Suspense is incorporated into the plot when the lead detective's fiancee, now going undercover as a cabaret singer to attract the serial killer's attention, cleverly learns that the rich gentleman Orlof has poured a drug into her drink (visible from the mirror's reflection) and she hastily writes a lip-stick note to be given to the policeman on the corner. The policeman dutifully delivers the note to the detective, but as the girl is overpowered and taken to Orlof's castle by boat, the detective decides upon two or three separate occasions to open and read the note later. When the detective finally reads the note while in his pajamas in bed, the young victim is on the operating table ready for Orlof's knife. The detective gets moving and solves the case in less than six minutes.
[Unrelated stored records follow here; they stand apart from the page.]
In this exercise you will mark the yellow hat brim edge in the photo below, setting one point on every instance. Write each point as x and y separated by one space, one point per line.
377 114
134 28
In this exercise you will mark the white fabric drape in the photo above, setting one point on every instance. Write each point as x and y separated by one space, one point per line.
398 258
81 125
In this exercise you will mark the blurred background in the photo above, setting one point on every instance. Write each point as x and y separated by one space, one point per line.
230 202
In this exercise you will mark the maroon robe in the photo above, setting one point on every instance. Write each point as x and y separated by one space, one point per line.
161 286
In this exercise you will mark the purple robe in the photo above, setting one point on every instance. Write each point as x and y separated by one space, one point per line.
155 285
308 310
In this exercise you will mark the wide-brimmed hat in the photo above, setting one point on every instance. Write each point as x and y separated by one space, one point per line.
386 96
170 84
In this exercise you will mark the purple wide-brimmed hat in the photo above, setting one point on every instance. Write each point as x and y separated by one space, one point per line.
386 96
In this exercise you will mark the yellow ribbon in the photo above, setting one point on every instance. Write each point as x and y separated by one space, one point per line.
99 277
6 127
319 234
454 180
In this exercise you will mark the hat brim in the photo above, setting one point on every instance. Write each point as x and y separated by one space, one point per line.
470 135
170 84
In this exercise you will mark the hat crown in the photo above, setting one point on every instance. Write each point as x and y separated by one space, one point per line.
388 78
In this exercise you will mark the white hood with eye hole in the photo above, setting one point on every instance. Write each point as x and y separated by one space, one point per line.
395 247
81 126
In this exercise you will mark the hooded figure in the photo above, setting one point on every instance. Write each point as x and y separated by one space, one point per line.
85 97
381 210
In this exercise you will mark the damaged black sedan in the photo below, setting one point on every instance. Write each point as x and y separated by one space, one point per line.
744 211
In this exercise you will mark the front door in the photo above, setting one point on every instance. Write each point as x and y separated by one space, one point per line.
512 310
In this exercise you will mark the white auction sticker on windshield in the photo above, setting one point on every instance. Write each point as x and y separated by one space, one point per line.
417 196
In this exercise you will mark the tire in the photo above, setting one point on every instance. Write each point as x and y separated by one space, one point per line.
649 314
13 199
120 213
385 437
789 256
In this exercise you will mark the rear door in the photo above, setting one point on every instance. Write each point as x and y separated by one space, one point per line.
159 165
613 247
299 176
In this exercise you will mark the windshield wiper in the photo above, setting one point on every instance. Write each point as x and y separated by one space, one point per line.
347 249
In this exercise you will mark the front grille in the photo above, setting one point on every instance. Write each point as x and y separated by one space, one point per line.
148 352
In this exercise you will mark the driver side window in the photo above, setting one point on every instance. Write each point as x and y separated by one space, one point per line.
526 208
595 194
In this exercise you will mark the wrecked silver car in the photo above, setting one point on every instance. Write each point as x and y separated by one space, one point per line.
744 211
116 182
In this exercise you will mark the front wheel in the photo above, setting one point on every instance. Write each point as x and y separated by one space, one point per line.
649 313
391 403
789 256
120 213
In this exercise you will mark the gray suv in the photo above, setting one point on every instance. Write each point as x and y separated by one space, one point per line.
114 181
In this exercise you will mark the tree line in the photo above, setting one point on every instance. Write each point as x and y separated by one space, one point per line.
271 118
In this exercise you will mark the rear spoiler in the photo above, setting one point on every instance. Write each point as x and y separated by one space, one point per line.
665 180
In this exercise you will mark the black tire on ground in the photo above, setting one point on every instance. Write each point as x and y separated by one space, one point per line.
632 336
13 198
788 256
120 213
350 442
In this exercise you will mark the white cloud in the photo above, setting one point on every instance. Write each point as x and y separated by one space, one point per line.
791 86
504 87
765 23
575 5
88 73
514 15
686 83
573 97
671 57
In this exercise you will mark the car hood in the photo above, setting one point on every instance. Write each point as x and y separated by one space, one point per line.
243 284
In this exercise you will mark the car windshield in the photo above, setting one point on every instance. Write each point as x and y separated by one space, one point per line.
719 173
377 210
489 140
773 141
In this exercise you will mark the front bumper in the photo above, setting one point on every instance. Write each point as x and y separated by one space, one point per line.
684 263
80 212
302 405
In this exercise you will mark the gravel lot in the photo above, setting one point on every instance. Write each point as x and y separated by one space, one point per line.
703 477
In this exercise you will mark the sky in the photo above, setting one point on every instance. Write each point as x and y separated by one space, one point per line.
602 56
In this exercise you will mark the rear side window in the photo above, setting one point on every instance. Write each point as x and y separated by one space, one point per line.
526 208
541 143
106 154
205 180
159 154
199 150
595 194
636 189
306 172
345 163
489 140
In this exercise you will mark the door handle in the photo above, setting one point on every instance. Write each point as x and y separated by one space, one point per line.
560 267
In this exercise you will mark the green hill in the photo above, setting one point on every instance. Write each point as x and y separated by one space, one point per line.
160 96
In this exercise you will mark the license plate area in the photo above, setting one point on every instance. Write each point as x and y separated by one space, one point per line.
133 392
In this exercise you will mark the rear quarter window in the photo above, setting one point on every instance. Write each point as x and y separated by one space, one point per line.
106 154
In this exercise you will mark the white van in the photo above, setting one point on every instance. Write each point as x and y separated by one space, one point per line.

Unfortunately, both a French and American print is offered, but no subtitles, so the viewer has to tolerate American dubbing. Other than scene sequence selection, no extras are available. The original 35mm print is nicely letterboxed, and while a few lines and glitches appear, the print is generally dense and sharp. The Awful Dr. Orlof is not a classic, but for the European horror cinema, it remains a pivotal movie and showcases the talents of Jess Franco which were to deteriorate over the course of the next three decades.